Archive for December, 2014

Quote of the day, Dec. 31

December 31, 2014

From Ecclesiastes

“Better is the end of a thing than the beginning thereof.”

Quote of the day, Dec. 30

December 30, 2014

James A. Michener, on writing (1985)

“The really great writers are people like Emily Brontë who sit in a room and write out of their limited experience and unlimited imagination.”

Quote of the day, Dec. 29

December 29, 2014

Ralph Waldo Emerson, on living

“We are always getting ready to live, but never living.”

Quote of the day, Dec. 28

December 28, 2014

Alexander Cockburn, on writing (1985)

“The travel writer seeks the world we have lost — the lost valleys of the imagination.”

Quote of the day, Dec. 27

December 27, 2014

Eric Kandel, on the self

“Since Socrates and Plato first speculated on the nature of the human mind, serious thinkers through the ages—from Aristotle to Descartes, from Aeschylus to Strindberg and Ingmar Bergman—have thought it wise to understand oneself and one’s behaviour.”

Quote of the day, Dec. 26

December 25, 2014

P.D. James, on writing mystery (1998)

“I love the idea of bringing order out of disorder, which is what the mystery is about. I like the way in which it affirms the sanity of human life and exorcises irrational guilts.”

Quote of the day, Dec. 25

December 24, 2014

Winston S. Churchill, on history (letter to his brother, John S. Churchill)
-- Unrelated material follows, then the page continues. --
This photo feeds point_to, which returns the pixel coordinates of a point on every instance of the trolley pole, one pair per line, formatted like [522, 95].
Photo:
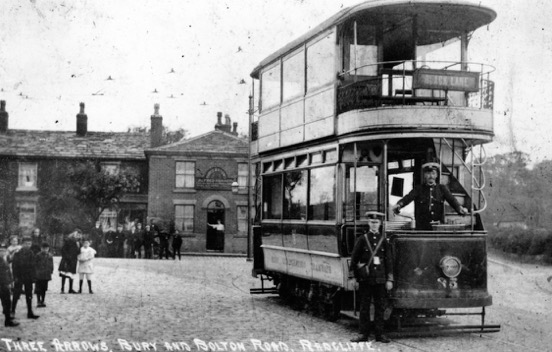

“A good knowledge of history is a quiver full of arrows in debate.”

Quote of the day, Dec. 24

December 24, 2014

Winston S. Churchill, on writing books

“Writing a book is an adventure. To begin with it is a toy and an amusement. Then it becomes a mistress, then it becomes a master, then it becomes a tyrant. The last phase is that just as you are about to be reconciled to your servitude, you kill the monster and fling him to the public.”

Quote of the day, Dec. 23

December 23, 2014

Dick Cavett, on television

“There’s so much comedy on television. Does that cause comedy in the streets?”

Quote of the day, Dec. 22

December 22, 2014

Publilius Syrus, from Maxims

“Speech is a mirror of the soul; as a man speaks, so is he.”